El corazón de la segunda parte es un viaje a través de los diferentes niveles del Infierno, un descenso a las profundidades del alma humana. Fausto, junto con Mefistófeles, se adentra en las profundidades del pecado y la desesperación, encontrando figuras de la historia y la mitología, cada una representando una faceta del sufrimiento y la redención. La obra se despliega como un laberinto de imágenes y símbolos, donde la realidad y la ilusión se difuminan, y donde el lector se enfrenta a preguntas sobre el destino, el libre albedrío y la naturaleza del bien y del mal. A medida que Fausto se entrega cada vez más a la promesa de Mefistófeles, su humanidad se desvanece, pero también se revela una profunda humanidad en la propia naturaleza del Diablo, quien, a su manera, está atrapado en un ciclo de deseo y frustración. La acuarela de Barceló captura, con maestría, la inquietud, el horror y la belleza decadente de este descenso.
La obra se centra en la transformación de Fausto en un ser de pura ambición y deseo, un ser atrapado en un perpetuo ciclo de búsqueda de placer. A medida que experimenta los placeres más variados – desde banquetes suntuosos y bailes frenéticos hasta duelos y juegos de azar – Fausto se vuelve cada vez más insatisfecho, comprendiendo que ningún placer puede llenar el vacío que existe en su interior. Este vacío es la raíz de su desesperación y su necesidad de recurrir a Mefistófeles. La acuarela de Barceló, en muchos casos, refleja esta decadencia, esta pérdida de sustancia y esta desolación. Se observa un uso de colores oscuros y terrosos que intensifica la sensación de horror y de muerte.
La «Segunda Parte» es, en gran medida, una alegoría sobre la naturaleza del conocimiento y la ambición. Fausto busca desesperadamente la totalidad del conocimiento, pero se da cuenta de que el conocimiento, por sí solo, no puede traer la felicidad. Más bien, el conocimiento puede ser una fuente de desesperación si no se acompaña de virtud y de un sentido de responsabilidad.

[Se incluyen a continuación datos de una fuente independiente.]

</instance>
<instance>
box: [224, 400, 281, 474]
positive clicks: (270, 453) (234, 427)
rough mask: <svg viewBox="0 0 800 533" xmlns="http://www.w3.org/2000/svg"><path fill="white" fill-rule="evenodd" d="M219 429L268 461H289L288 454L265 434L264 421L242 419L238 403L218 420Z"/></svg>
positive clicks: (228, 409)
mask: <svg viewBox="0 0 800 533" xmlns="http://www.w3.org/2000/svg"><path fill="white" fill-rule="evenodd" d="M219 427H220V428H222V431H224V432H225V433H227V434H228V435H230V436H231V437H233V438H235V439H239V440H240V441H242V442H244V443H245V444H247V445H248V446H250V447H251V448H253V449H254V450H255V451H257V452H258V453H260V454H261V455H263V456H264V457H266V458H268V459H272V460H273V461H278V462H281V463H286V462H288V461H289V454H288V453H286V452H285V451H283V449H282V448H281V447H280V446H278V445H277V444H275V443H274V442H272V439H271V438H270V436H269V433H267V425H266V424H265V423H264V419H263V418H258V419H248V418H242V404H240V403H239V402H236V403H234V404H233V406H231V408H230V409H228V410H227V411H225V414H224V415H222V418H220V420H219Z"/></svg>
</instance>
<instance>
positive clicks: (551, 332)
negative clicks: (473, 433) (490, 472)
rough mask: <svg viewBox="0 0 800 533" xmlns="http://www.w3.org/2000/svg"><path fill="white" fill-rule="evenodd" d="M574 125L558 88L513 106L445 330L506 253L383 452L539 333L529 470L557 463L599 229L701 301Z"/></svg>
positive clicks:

Además, la obra explora la idea de que el pecado no es solo una transgresión de las leyes morales, sino también una forma de escapar de las responsabilidades y de las limitaciones de la existencia humana. La acuarela de Barceló a menudo representa a Fausto como una figura espectral, una sombra de sí mismo, lo que simboliza su pérdida de identidad y su desapego de la realidad. Es importante notar que el estilo de Barceló evita la representación directa, prefiriendo sugerir emociones y atmósferas a través de la manipulación del color y la forma.
Opinión Crítica de Fausto (Ilustraciones De Miquel Barcelo): Segunda Parte
La edición de “Fausto” con ilustraciones de Miquel Barceló es un proyecto audaz y, en su mayoría, exitoso. Barceló no intenta “traducir” el texto de Goethe en imágenes; en cambio, utiliza su arte para ofrecer una interpretación de la atmósfera, el estado de ánimo y las emociones que Goethe crea. Si bien algunos críticos pueden argumentar que las ilustraciones a veces restan importancia a la profundidad del texto, en realidad, ofrecen una nueva perspectiva sobre la obra y la hacen más accesible a un público más amplio. La acuarela de Barceló, a menudo, es perturbadora y evocadora, y contribuye de manera significativa a la experiencia general de la lectura.
La clave del éxito de esta edición es el equilibrio logrado entre la visión artística de Barceló y el texto original de Goethe. Las ilustraciones no son meros adornos; son una parte integral de la narrativa. En particular, la representación del Infierno es espectacular, no de una manera realista, sino de una manera visualmente poderosa que evoca sentimientos de horror y de desesperación. La edición de Galaxia Gutenberg ha logrado una producción de alta calidad, con un diseño elegante y una tipografía legible que complementan las ilustraciones. Se recomienda esta edición a cualquier persona interesada en “Fausto”, en “Miquel Barceló”, o en la exploración de los temas de la naturaleza humana y del bien y del mal. Considerándola como una pieza maestra en sí misma, no solo como una adaptación gráfica.